- 51°04′42″N 03°16′15″W﻿ / ﻿51.07833°N 3.27083°W
- Location: Tolland, Somerset, England

History
- Built: 16th century

Listed Building – Grade II*
- Official name: Gaulden Manor
- Designated: 25 February 1955
- Reference no.: 1307623

= Gaulden Manor =

Gaulden Manor (also Gavelden or Gaveldene) is a Grade II* listed country house to the southeast of Tolland, Somerset, England. It is a double storied building with interior plasterwork, as well as a garden consisting of herbs, old roses and a pond. A room referred to as a chapel has a c.1640 ceiling featuring an angel with trumpet on Judgment Day.

==History==
In 1199, Andrew De Bovedon gave Gaulden to Taunton Priory. It was a settlement in the mid-thirteenth century. During the Valor Ecclesiasticus (1535), Gaulden was listed as belonging to the priory. The priory's possessions were surrendered to King Henry VIII in 1539, and that the manor was granted to William Standysh in 1544. On his death in 1553, the manor passed to Francis Southwell and Alice, his wife. As they left no heirs, it became the possession of John Mynne, and then George Mynne and Elizabeth, his wife. In 1565, James Turberville, the former Bishop of Exeter, lived at the manor. Either Turberville or his great-nephew, John Turberville, added the plasterwork. Built from limestone with rough stone walls, the house is dated to the 16th century but underwent alterations in the 17th century; much of the plasterwork is dated to 1640–1660.

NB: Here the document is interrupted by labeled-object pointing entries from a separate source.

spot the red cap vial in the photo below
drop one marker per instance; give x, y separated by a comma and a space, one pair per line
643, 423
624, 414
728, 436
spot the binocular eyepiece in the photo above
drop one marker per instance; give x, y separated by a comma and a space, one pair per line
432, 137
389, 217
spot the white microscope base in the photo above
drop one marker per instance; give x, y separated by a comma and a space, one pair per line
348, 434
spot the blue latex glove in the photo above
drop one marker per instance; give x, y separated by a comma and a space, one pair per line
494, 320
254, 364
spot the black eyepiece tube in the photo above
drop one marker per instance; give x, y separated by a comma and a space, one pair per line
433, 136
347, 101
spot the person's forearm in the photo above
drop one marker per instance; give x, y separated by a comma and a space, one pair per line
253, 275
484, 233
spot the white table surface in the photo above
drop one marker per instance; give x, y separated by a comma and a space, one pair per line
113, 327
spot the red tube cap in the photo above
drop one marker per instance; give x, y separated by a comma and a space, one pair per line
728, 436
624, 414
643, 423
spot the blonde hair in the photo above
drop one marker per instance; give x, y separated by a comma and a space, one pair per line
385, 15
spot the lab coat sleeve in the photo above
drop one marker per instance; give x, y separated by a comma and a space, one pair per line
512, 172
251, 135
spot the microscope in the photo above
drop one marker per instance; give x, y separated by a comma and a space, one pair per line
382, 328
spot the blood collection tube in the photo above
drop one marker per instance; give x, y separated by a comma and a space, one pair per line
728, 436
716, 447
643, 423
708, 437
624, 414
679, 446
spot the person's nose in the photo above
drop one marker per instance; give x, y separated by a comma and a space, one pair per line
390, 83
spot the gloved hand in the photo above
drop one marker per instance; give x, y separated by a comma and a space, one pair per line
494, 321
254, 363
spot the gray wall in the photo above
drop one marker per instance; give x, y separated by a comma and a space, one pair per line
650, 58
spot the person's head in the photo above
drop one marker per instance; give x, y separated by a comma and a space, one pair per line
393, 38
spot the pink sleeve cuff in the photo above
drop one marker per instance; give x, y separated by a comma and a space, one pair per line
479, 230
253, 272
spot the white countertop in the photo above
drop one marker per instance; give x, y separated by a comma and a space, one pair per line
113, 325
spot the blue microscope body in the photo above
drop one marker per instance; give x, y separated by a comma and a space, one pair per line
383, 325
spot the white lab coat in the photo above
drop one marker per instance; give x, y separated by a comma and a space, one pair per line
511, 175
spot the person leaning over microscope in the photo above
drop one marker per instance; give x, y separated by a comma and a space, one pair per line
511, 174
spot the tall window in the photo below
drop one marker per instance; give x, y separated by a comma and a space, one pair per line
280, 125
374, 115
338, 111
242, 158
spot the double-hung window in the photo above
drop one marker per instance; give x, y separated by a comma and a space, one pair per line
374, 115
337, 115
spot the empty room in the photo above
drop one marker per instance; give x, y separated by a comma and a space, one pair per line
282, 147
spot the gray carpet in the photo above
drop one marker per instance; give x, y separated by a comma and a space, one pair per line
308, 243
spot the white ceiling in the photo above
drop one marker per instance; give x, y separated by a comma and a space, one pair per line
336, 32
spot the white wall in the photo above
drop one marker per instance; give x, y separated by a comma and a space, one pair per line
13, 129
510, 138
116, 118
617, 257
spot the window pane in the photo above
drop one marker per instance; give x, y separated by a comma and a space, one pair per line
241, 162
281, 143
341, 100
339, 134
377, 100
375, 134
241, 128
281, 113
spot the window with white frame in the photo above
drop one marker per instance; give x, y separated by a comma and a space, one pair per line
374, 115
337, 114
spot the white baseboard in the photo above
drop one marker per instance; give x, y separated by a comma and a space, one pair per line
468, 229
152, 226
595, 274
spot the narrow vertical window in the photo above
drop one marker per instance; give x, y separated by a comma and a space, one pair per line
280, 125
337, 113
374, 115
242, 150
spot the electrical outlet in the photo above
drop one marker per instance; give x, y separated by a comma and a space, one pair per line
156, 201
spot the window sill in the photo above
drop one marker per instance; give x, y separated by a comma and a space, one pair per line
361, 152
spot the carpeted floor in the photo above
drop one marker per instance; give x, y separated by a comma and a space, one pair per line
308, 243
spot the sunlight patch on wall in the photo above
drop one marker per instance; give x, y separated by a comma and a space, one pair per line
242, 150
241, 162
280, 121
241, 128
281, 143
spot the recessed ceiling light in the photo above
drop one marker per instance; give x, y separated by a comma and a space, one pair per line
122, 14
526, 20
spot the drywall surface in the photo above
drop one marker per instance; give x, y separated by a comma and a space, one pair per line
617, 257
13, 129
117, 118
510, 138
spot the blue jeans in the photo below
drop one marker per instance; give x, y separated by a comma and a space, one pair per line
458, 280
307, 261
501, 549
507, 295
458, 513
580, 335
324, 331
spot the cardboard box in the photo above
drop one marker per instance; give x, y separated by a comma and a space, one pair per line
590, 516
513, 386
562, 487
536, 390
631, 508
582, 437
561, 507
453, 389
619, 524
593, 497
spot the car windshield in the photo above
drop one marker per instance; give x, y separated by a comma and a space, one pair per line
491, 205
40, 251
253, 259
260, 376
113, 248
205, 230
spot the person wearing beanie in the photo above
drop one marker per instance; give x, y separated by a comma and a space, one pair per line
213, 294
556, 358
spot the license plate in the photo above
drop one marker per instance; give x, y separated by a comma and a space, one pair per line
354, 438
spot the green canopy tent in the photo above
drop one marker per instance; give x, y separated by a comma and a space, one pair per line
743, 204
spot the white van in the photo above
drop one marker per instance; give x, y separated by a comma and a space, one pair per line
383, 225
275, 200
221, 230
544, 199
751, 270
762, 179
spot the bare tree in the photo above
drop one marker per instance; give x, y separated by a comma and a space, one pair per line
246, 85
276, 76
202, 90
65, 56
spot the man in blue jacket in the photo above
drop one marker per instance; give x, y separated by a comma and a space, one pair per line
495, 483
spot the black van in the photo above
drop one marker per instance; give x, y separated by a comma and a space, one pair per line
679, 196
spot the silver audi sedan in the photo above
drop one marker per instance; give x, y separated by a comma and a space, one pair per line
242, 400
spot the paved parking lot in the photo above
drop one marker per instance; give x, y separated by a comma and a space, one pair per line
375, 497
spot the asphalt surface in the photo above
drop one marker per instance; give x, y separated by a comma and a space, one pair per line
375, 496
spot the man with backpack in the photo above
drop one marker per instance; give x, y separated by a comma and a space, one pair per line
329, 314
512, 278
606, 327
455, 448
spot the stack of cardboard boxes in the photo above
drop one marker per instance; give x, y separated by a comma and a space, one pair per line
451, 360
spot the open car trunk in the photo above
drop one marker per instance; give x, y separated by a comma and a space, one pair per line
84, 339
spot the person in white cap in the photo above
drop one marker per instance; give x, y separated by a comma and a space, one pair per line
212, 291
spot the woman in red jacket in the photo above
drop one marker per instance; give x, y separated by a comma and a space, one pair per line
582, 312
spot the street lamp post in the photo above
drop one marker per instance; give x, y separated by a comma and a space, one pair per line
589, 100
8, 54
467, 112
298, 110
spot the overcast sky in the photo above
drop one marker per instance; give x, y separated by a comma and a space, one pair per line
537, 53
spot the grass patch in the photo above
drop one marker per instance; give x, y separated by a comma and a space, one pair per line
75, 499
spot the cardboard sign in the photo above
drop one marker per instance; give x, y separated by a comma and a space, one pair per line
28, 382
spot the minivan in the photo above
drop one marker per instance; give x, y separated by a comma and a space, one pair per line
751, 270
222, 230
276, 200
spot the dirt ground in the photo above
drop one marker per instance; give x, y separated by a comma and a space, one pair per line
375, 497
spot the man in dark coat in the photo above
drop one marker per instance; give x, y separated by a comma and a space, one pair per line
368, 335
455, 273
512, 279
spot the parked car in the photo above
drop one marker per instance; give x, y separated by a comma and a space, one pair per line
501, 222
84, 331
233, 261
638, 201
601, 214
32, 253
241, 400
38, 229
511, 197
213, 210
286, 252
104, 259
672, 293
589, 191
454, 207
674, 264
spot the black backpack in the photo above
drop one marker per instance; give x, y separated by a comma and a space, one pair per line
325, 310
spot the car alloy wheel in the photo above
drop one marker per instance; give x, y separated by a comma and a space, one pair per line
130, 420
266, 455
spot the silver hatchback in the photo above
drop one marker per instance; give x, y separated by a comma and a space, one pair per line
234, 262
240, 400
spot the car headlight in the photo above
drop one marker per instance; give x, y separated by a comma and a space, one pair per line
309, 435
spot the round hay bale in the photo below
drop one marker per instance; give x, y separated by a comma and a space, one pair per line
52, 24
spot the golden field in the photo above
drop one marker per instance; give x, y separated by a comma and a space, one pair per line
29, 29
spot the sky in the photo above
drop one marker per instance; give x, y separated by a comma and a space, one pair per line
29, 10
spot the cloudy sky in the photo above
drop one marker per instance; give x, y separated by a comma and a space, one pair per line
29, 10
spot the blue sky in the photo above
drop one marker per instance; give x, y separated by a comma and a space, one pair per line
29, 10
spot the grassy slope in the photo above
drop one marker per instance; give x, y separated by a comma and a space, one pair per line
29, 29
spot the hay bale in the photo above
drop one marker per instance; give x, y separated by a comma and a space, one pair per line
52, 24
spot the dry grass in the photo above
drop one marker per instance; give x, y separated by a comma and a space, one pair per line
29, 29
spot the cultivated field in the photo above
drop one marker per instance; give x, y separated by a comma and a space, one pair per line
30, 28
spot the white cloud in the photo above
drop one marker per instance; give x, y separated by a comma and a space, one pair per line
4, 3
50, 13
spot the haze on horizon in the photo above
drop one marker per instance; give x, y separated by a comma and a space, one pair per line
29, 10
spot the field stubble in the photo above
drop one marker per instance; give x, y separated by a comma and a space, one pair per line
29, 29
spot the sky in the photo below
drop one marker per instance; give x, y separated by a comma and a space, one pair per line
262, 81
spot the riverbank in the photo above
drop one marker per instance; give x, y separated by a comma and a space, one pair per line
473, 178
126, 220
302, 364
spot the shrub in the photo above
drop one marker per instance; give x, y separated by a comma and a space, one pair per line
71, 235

==Architecture and fittings==
Built of red sandstone and masonry, it is a double storied building. The roof is partly of slate and partly of brick. There is a gabled porch. The front entrance is on the west side. The porch contains a lintel and there is a storey over it. It opens into a passage. A hall and a service wing are at a lower level. The hall is situated on the right a features a ceiling of panelled plaster. There is a notable pendant with eight ornamental flutings, more than 30 × 15 ft. A cornice surrounds the room, except in the area of the fireplace and the carved partition. The partition's cornice, made of plaster, is ornamented with figures and mottoes. On the north wall are two figures—a man apparently giving a cloak to a poor man or monk. Further on, a representation of Herodias' daughter bringing John the Baptist's head to Herod, with the decapitated body in the background. To the left of the fireplace, between it and the square-headed and stone-mullioned window, is an oak partition, panelled and carved, surmounted by a plaster partition between it and the ceiling, and over the door are the initials "I. T." Inside the partition is a room referred to as a chapel, though it has the appearance of an ordinary parlour or drawing room, with nothing ecclesiastic in its features. The c. 1640 ceiling features an angel with trumpet on Judgement Day.

==Grounds==
The grounds contain a bog, herb garden, fish pond, and a collection of old roses. The herb garden is laid out in the shape of a cross. From 1967, Mr and Mrs James le Gendre Starkie laid out 3 acre of wasteland in a similar manner to that which have been in place at the time of the Tudor house. The property and grounds are now owned and maintained by Mark Homewood. Primulas are a special feature of the planting.